The Fair Share Act replaced the unfair and outdated concept of joint and several liability where where a defendant could be required to pay 100 percent of a verdict even if only minimally liable. Under the Fair Share Act, each defendant pays a portion of the verdict according to the percentage of liability assigned by the jury and nothing more, unless one defendant is sixty percent or more at fault.
Now the Fair Share Act is threatened by activist appellate court judges, intent on diluting and diminishing the intended impact of the last major civil justice reform measure passed in Pennsylvania.

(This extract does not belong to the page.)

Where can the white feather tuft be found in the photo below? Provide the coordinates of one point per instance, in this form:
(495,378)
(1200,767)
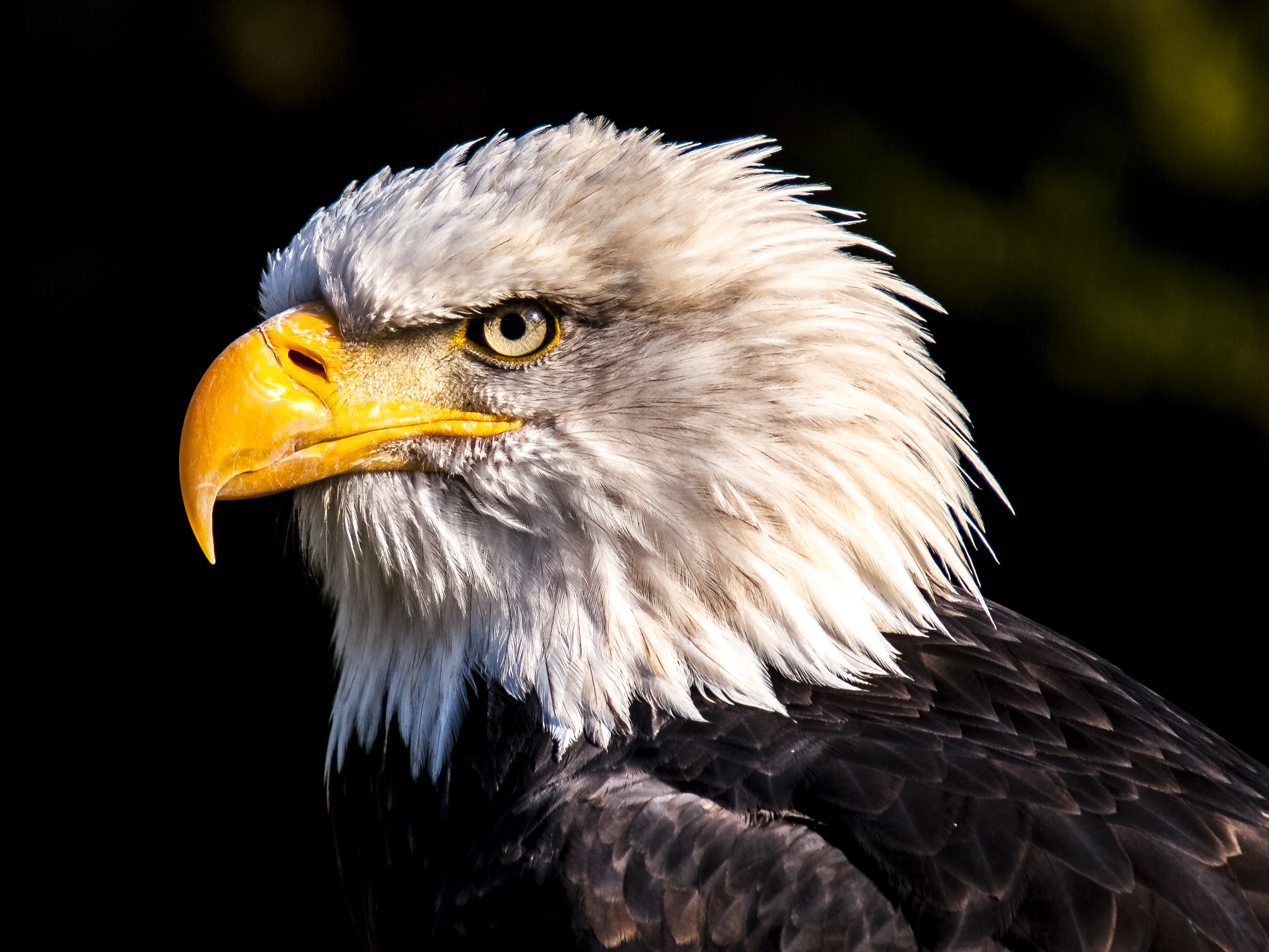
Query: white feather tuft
(739,458)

Recently the Superior Court misconstrued the Fair Share Act in the Spencer v. Johnson opinion issued March 18, 2021 (No. 2011 EDA 2019). In Spencer, a panel of the Superior Court in an exercise of torturous legal gymnastics, somehow reached the conclusion that the Fair Share Act only applies in cases where there is a finding of comparative negligence on the part of the plaintiff. In other words, the Fair Share Act does not apply to plaintiffs without negligence. While this portion of the case was clearly dicta, it was presented as alternative reasoning for the court’s decision.
The interpretation of the Fair Share Act as stated in Spencer v. Johnson is flat out wrong! Unfortunately the Superior Court denied a petition for re-argument and the case was settled before it could be appealed to the Supreme Court. PCCJR will be watching closely for opportunities to correct this decision, including a possible legislative clarification.